At a meeting last Friday, GM's board of directors postponed a decision on management's proposals to relinquish a controlling stake in Opel either to Canadian automotive group Magna International or Belgium-based finance investor RHJ.
A GM source told Reuters Newsagency after the latest talks that the company was considering a third alternative that would see it inject billions of dollars into Opel to hold onto the company, although people close to the talks believe this is a bargaining tactic.
The formerly bankrupt US carmaker, which is a ward of the state, would need to raise €1.5 billion (US$2.15 billion) just to pay back the German government’s bridge loan before it then could raise enough money to fund Opel's operations until it generates cash itself.
"By not selling Opel/Vauxhall, GM has essentially two options -- providing €3 billion (US$4.3 billion) to continue operations (less than the 4.5 billion promised by the German government) or liquidation," credit analysts at UniCredit said.
After Tuesday's meeting with Germany's Opel taskforce in Berlin, however, GM's management board "had made it clear" it was still interested in a buyer, a German official told Reuters on condition of anonymity.

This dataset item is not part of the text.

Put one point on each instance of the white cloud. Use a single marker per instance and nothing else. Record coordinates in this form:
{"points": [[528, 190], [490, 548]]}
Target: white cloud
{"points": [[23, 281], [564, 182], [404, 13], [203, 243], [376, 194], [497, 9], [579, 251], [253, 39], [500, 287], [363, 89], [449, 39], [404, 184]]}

Economy Minister Karl-Theodor zu Guttenberg later said that GM management was still telling Germany it is "interested in an investor solution," but that the GM board may have baulked at making a decision because its new members are not up to speed with negotiations.
"It seems they don't really have a good idea of the state of negotiations.... I must say this lies in a knowledge deficit," he said in an interview with ZDF television.
One major sticking point preventing GM from picking Germany's preferred candidate, Magna, was Berlin's insistence that Opel still has access to GM's centralised patent unit GTO, a company source close to the talks told Reuters.
Last week's failure to choose a buyer disappointed both politicians and labour unions in Germany, with unions threatening "spectacular measures" to force a decision.
Opel's senior labour leader, Klaus Franz, told Reuters on Tuesday that the 25,000 German workers would not contribute the US$1.2 billion in structural costs requested by management if GM refused to sell to Magna.
Talks to sell Opel have dragged on for months and are a political hot potato ahead of German elections in September, because of the state support required for the eventual buyer.
Despite prodding from GM's top negotiator on the deal, John Smith, Chancellor Angela Merkel and the German states refused to back RHJ, the rival bidder that is believed to be disposed to selling Opel back to GM at a later date, over their preference of Magna.